Bolt begins layoffs amid ‘structural changes’
Bolt, the fast-growing electronic payments company that was valued at $11 billion earlier this year but recently imposed a hiring freeze as the broader market fluctuates, began laying off employees on Wednesday.
In a letter to employees also posted on Bolt’s website, chief executive Mago Korovila attributed the layoffs to “structural changes” amid “significant challenges”, but did not provide further details.
“The leadership team and I have made the decision to secure our financial position, extend our runway, and reach profitability with the funds we have already raised,” Mr. Corovilla wrote.

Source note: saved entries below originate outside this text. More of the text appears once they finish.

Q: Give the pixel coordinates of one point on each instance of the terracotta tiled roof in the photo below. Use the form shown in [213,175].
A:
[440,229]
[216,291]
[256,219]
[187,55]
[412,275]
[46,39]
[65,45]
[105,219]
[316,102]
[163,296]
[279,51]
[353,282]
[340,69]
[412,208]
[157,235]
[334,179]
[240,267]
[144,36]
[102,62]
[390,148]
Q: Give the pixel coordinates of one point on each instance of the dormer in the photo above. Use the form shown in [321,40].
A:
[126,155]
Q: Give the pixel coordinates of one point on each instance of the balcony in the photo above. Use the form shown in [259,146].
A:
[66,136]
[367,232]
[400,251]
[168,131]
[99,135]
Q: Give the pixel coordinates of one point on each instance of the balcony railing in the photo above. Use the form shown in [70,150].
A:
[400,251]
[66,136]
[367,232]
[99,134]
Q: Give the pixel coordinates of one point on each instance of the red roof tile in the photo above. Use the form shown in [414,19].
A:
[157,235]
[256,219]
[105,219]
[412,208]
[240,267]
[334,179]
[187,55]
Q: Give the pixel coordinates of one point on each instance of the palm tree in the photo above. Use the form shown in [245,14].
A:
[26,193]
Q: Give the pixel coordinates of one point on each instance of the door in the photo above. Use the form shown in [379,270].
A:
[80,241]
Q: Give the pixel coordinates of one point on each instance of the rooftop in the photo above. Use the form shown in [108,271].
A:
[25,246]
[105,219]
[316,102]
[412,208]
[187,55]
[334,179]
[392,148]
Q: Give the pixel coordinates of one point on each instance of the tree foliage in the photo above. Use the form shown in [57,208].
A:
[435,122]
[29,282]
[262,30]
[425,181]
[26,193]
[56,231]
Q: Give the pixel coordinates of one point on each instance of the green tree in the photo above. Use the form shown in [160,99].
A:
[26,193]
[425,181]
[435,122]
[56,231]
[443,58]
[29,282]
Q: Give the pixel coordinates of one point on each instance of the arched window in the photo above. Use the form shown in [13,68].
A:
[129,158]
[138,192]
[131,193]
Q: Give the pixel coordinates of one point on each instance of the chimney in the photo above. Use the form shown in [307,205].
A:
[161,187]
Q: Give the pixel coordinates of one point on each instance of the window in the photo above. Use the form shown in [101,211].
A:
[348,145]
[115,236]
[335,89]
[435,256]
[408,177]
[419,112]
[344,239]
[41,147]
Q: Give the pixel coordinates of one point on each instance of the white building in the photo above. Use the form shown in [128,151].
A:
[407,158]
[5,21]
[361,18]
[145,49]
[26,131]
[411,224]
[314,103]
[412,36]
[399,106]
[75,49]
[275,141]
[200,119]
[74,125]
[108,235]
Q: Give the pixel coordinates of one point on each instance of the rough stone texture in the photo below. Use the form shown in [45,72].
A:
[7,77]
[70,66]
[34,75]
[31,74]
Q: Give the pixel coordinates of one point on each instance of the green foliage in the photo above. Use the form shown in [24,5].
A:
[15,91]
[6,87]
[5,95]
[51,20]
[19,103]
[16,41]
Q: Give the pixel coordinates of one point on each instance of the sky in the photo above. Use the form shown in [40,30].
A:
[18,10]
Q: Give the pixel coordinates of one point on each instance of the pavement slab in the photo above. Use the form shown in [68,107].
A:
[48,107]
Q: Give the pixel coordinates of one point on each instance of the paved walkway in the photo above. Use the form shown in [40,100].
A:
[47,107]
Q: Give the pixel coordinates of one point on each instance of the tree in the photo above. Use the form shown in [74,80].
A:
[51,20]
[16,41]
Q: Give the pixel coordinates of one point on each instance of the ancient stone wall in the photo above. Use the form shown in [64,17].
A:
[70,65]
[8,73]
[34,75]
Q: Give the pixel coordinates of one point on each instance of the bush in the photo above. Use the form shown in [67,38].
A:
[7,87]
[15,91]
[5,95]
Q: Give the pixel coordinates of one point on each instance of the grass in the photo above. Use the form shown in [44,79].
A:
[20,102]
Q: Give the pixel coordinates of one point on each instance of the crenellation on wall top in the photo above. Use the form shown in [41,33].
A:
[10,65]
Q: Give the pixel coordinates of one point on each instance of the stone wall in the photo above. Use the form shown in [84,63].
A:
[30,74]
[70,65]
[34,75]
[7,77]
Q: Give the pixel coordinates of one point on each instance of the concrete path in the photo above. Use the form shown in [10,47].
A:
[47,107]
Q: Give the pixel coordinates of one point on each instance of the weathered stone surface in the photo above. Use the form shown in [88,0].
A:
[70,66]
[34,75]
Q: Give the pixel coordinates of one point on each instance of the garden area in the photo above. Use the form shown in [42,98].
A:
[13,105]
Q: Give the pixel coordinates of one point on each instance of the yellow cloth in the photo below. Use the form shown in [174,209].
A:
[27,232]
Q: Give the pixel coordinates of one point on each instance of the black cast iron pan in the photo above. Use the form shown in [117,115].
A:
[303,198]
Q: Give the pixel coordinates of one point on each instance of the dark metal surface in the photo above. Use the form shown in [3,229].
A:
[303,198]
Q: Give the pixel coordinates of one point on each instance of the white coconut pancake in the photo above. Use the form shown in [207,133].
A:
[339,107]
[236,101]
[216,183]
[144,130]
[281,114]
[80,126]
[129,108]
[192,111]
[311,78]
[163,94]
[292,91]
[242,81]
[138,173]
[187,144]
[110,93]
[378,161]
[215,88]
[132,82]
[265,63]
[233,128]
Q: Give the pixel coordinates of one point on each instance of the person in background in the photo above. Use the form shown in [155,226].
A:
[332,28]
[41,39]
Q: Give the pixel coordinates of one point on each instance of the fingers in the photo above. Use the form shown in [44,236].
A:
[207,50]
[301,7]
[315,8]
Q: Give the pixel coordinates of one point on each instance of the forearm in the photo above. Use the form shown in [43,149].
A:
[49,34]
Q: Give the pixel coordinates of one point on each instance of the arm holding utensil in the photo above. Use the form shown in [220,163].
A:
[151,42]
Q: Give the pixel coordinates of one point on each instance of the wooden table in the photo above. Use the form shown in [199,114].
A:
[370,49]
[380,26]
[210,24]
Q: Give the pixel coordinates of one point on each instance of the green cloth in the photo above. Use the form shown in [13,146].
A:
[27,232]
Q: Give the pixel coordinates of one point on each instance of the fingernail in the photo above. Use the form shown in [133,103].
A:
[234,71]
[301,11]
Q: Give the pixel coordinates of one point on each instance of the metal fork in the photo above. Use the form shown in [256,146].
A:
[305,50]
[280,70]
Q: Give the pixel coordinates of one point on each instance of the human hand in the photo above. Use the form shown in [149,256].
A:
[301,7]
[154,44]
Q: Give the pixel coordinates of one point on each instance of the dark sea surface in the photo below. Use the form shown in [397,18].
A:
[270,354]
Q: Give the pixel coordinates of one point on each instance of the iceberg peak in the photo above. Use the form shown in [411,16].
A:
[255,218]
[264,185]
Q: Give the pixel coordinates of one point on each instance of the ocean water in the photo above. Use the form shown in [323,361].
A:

The San Francisco-based company, which builds software to simplify the payment process for merchants and shoppers, has already been facing challenges, including a lawsuit filed by one of its largest clients late last year.
This month, a New York Times investigation found that the company and one of its co-founders, Ryan Breslow, had inflated metrics and overestimated Bolt’s technology capabilities in pursuit of ever-higher ratings. In April, Bolt announced a three-month hiring freeze.
Bolt, who had about 900 employees, according to her LinkedIn profile, and recently acquired a cryptocurrency company, is not alone in her struggles.
Since the start of the year, about 100 startups have left employees amid deteriorating prospects for young companies, according to Layoffs.fyi, a crowdsourcing site that tracks layoffs at tech startups. In recent weeks, venture capital funding has dried up, as investors across the board — swayed by the prospect of worsening inflation, higher interest rates and geopolitical uncertainty — have become more cautious. This has forced dozens of start-ups, which rely heavily on project financing to build their businesses, to cut costs.
Wednesday’s layoffs spelled out a turbulent period for Bolt. The company, which rose in value to $11 billion in January from $250 million just over three years ago, has been sued by Authentic Brands Group, a large holding company that owns and licenses brands such as Brooks Brothers and Forever 21. In the lawsuit that Bolt failed to achieve the technological capabilities he had promised. In his request to dismiss the lawsuit, Bolt disputed the elements of those allegations.
In his memo, Mr. Korovilla did not tell employees how many colleagues were laid off or which departments were laid off. But when workers were told they no longer had jobs, and with their access revoked, the number of employees in the company’s main Slack channel continued to decline throughout the day, according to two former employees and a current employee.
By midday, the number had dropped to about 660 employees, they said.
Bolt declined to comment beyond Mr. Korovilla’s letter.